It is said that taxation should not restrict trade. For when it does, the flow of a progressive economy is likewise hampered.
Importers have a reason to smile this time because last Aug. 31, 2016, the Commissioner of Bureau of Internal Revenue (BIR) issued Revenue Memorandum Order (RMO) No. 56-2016. This amends the guidelines for securing importers clearance certificate (BIR-ICC) and customs brokers clearance certificate (BIR-BCC).
In the previous guidelines set by the BIR in RMO No. 10-2014, only importers and customs brokers who satisfy certain accreditation criteria shall be issued ICC or BCC. With the list provided under the previous regulation, we have observed importers scrambling to comply with the requirements. The struggle of many cannot be denied, especially when it is coupled with untimely city regulations causing port congestion. One must undergo a rigorous process to prove qualification as an importer. The processes take too long and if misfortune strikes, the ICC issuance becomes uncertain.

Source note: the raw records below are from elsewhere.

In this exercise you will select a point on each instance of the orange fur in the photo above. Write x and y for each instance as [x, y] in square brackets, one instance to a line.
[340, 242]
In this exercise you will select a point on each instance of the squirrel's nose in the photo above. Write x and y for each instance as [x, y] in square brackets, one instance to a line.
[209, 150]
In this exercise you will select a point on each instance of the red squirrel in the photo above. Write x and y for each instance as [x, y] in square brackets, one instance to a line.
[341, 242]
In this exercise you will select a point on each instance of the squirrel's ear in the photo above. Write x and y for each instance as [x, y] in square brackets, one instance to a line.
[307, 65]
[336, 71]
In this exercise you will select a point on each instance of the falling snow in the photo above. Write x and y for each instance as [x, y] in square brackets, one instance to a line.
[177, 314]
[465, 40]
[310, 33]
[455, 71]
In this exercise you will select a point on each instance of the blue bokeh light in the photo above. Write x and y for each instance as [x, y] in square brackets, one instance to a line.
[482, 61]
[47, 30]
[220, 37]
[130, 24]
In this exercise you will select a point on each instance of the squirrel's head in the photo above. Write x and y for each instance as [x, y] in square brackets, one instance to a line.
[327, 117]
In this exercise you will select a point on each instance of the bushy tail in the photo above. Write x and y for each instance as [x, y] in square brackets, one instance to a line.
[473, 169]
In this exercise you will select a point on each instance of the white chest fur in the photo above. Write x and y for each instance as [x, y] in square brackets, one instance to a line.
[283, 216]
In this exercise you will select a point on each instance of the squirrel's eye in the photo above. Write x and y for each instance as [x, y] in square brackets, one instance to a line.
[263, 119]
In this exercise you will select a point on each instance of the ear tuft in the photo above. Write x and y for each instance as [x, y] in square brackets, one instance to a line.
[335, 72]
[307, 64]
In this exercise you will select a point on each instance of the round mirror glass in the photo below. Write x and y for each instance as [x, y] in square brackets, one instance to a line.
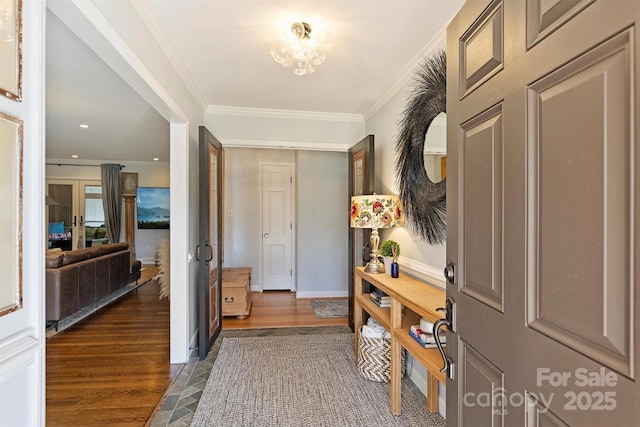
[435, 149]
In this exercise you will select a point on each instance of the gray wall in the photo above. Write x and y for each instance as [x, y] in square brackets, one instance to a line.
[323, 225]
[242, 237]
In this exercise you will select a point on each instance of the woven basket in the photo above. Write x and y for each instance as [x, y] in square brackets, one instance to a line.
[374, 359]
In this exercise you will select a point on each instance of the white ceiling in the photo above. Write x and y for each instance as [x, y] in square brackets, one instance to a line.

In 2015, the BIR tried to ease requirements in securing BIR-ICC and BIR-BCC through the issuance of RMO No. 01-2015. At that time, the objective is to expedite processing of such clearances. Thus, the BIR let go of two requirements -- submission of a certified true copy of the Certificate of Registration issued by the BIR and the Securities and Exchange Commission (SEC) Registration and Articles of Incorporation. There’s a caveat though as the BIR added requirements on several certifications from various BIR divisions. Unfortunately, an applicant needs to secure six certifications.
The BIR may have realized that RMO 10-2014, as amended, may cause unreasonable burden to importers and brokers alike by issuing several amendments. But even with the said amendments it would seem that the BIR is still holding a tight grip on implementing rules that are the very reason why securing tax clearance is very hard.
There is no significant change with the general objective from RMO No. 10-2014 to RMO No. 56-2016. The aim is still to protect the interests of the public by ensuring that they are dealing with legitimate importers and brokers. The difference lies on the process laid down among these issuances.
The new requirements were cut down from ten (10) documents or more, some of which are laborious to produce or secure, to only six to seven documents. Before, a taxpayer needs to secure a lot of certifications issued by the BIR itself. Now, the only document that needs to be secured from the BIR is the delinquency verification.
In securing delinquency verification, one must not have a delinquent account. The ICC/BCC shall nevertheless be issued for applicants with delinquent accounts provided the following have been complied with: the liabilities involved were subject to a pending application for compromise settlement or abatement of penalties; and, the amount being offered for payment has been fully paid upon the application for compromise settlement or abatement of penalties.
However, in cases where during the three (3) year validity period of the BIR-ICC/BCC, the application for compromise settlement/abatement was denied, as the case may be, the taxpayer shall be notified of such denial. The taxpayer will be given a period of thirty (30) days within which to fully settle the unpaid liabilities, otherwise, the BIR ICC/BCC issued shall immediately be revoked.
The provisions stating the documentary requirements for the application is quite straightforward. The RMO such as this does not leave any room for so much interpretation of the officers examining the application. Experience tells us that these interpretations, most often than not, defeat the purpose of the regulation, more so that they do not create a fair playing field between the regulators, like the BIR, and the taxpayers.
There is also a clearer provision on the timeline of processing, which I hope will strictly be followed. The RMO stated that the BIR-ICC or BIR-BCC should be released within five (5) days from the submission of complete documents. Request for delinquency verification, on the other hand, should be acted upon within twenty four (24) hours, unlike before when such request takes at least three days, which may drag to another one week.
Has change really set in? We still have to see. Though, expediency of the entire process does not wholly rely on passing a good regulation or RMO, I can say it is a good start. It is my humble view that having competent and adequate staff, upgrading tools needed to process application and developing internal tactical processes of the BIR should couple this.
The Philippines is still far from the likes of other developed countries where ease of doing business is at best. If it’s not too much to ask from our authorities, may we at least try to slowly become such. By issuing more regulations of this kind, it will bring us farther from where we are now. And may this momentum of the so-called change for the better, be done in perpetuity.
Eliezer P. Ambatali is a tax associate of the Tax Advisory and Compliance division of Punongbayan & Araullo. P&A is an audit, tax, advisory and outsourcing services firm and is the Philippine member of Grant Thornton International Ltd.